Controversies surrounding the 2013 ACC/AHA Guideline for lipid management include:

  • The ACC/AHA risk threshold of 7.5% 10-year risk is not universally recognized as the best threshold. For example, the National Institute for Health and Clinical Excellence in the United Kingdom (NICE) recommends using 10-year risk > 20% (DynaMed,2013).
  • The 2013 ACC/AHA CV risk calculator may overestimate cardiovascular risk, contain an error, and/or be less reliable in certain populations (Lancet 2013; DeFillipis, 2015). The American Association of Clinical Endocrinologists, in large part due to the inaccurate calculator, did not endorse the 2013 guideline (AACE, December 2013). Other calculators may provide better risk estimates.
  • Primary care organizations (e.g.

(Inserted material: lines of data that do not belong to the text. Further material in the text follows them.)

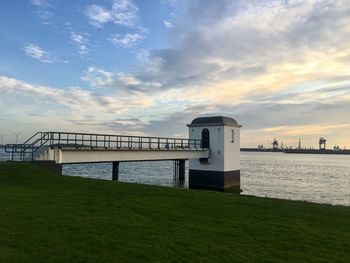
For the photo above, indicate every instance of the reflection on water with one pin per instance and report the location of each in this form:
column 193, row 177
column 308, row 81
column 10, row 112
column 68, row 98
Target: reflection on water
column 315, row 178
column 155, row 173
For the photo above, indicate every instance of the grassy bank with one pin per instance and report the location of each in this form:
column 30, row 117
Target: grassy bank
column 45, row 217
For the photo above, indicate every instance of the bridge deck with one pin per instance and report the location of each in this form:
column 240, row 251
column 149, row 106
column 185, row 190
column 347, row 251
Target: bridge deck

AAFP, ACP) were not invited to participate in the 2013 guidelines.
  • 20 of 46 recommendations are graded “expert opinion,” rather than strong evidence based on RCTs (AAFP, 2013).
  • 6 of 15 panelists of the guideline reported having recent or current ties to drug makers that already sell or are developing cholesterol medications (Forbes, 2013)
  • 1 of 2 co-chairs of the new guideline panel has ties to a drug maker, which ignores Institute of Medicine recommendations about managing conflicts of interest on panels (Forbes, 2013).


  • Most significantly, the debate about whether to use target statin doses or target LDL-levels remains debated in the literature and among individual providers.

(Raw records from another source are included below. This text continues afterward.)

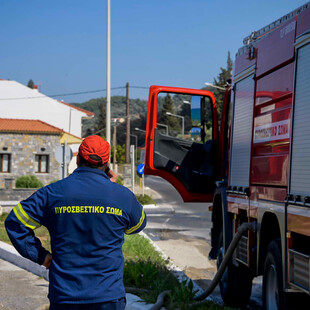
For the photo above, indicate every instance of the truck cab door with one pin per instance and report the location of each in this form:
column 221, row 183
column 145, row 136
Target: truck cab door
column 182, row 140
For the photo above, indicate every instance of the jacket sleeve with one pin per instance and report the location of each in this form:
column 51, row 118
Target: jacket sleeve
column 137, row 218
column 21, row 223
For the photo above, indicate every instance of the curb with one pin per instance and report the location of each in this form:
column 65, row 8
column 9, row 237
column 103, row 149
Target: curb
column 8, row 253
column 176, row 271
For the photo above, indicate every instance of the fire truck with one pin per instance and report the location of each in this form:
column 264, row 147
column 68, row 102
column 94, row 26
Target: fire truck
column 253, row 166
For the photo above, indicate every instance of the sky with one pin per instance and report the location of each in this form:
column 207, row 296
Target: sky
column 61, row 44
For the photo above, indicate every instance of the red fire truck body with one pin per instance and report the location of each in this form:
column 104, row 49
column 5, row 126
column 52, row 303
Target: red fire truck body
column 260, row 161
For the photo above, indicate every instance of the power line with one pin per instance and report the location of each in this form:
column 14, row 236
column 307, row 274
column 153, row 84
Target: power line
column 73, row 94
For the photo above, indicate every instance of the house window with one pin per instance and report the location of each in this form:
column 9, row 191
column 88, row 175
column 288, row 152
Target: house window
column 5, row 162
column 41, row 165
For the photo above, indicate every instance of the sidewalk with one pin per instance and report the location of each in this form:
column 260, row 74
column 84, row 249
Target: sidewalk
column 27, row 290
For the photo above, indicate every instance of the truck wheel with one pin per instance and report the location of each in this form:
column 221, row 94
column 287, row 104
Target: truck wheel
column 236, row 282
column 273, row 293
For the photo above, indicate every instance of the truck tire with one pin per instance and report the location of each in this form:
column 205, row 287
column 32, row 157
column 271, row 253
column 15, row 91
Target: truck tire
column 236, row 282
column 273, row 293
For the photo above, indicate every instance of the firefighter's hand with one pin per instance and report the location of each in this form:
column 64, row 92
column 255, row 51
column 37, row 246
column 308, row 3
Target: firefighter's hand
column 47, row 261
column 112, row 175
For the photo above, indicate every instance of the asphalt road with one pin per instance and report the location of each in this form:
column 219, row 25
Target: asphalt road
column 182, row 231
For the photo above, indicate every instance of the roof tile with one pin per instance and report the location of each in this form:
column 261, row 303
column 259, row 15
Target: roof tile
column 25, row 125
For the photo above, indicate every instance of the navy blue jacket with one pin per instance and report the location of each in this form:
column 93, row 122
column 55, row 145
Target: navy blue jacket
column 86, row 215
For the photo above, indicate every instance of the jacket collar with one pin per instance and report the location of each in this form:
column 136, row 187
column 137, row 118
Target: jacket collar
column 91, row 170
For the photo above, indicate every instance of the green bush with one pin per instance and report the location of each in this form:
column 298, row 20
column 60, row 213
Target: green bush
column 145, row 200
column 28, row 181
column 120, row 180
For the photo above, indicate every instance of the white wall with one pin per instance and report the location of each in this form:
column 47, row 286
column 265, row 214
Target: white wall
column 35, row 105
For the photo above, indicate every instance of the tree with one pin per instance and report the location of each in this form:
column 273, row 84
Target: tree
column 221, row 81
column 30, row 84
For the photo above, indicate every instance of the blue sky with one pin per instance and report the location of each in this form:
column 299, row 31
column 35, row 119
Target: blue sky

Those who agree with the 2013 guidelines using target dosing, cite the weak observational evidence and/or post-hoc analyses of controlled studies without hard clinical outcomes (e.g., myocardial infarction) and the ris for drug-drug interactions with higher doses (Hayward et al, 2012; Downs et al, 2015). In 2015 the VA re-affirmed the 2013 guidelines as best practice in the care of veterans, a populations with an overall high CV risk.

Nevertheless, many remain deeply committed to LDL targets. The industry-sponsored trial, IMPROVE-IT, published in the NEJM in 2015 has re-ignited discussions about using LDL target levels. The study, in high-risk patients, demonstrated that combination therapy with ezetimibe added to a statin provided a 2% benefit in a composite outcome (combining death, stroke, hospitalization, etc.) but no all-cause mortality benefit over statin alone. The slightly better composite outcome was associated with a somewhat lower LDL, so this has been put forward as justification for reintroducing non-statin therapy if not using LDL targets as a goal in themselves. LDL targets also remain the favored marketing strategy for pharmaceutical companies (Nature, 2013).

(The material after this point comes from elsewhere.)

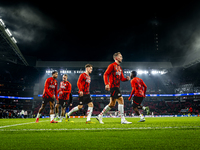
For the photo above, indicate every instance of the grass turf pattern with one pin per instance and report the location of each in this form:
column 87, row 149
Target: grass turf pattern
column 154, row 133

Additional research is needed on many actively debated lipid-related topics:

In addition to the above issues, there are other aspects of cholesterol management with little RCT data behind them. These topics may become the focus of future studies and guidelines:

  1. Treatment of hypertriglyceridemia
  2. Use of non-HDL in treatment decision making
  3. Role of Apo B, Lp(a) or LDL particles in treatment decision making
  4. Using noninvasive imaging (e.g. cardiac CT) for refining risk estimates to guide treatment
  5. The role of lifetime (as opposed to 10 yr) ASCVD risk to inform treatment decisions.
  6. Efficacy of statins in subgroups (e.g., heart failure, on renal replacement therapy, HIV positive, or solid organ transplants).
  7. Long term effects of statin-induced new onset diabetes.
  8. Role of pharmacogenetic testing
  9. Investigations, post-marketing surveillance, and cost-effectiveness studies of newer lipid agents such as the injectable PCSK9 inhibitors are under way.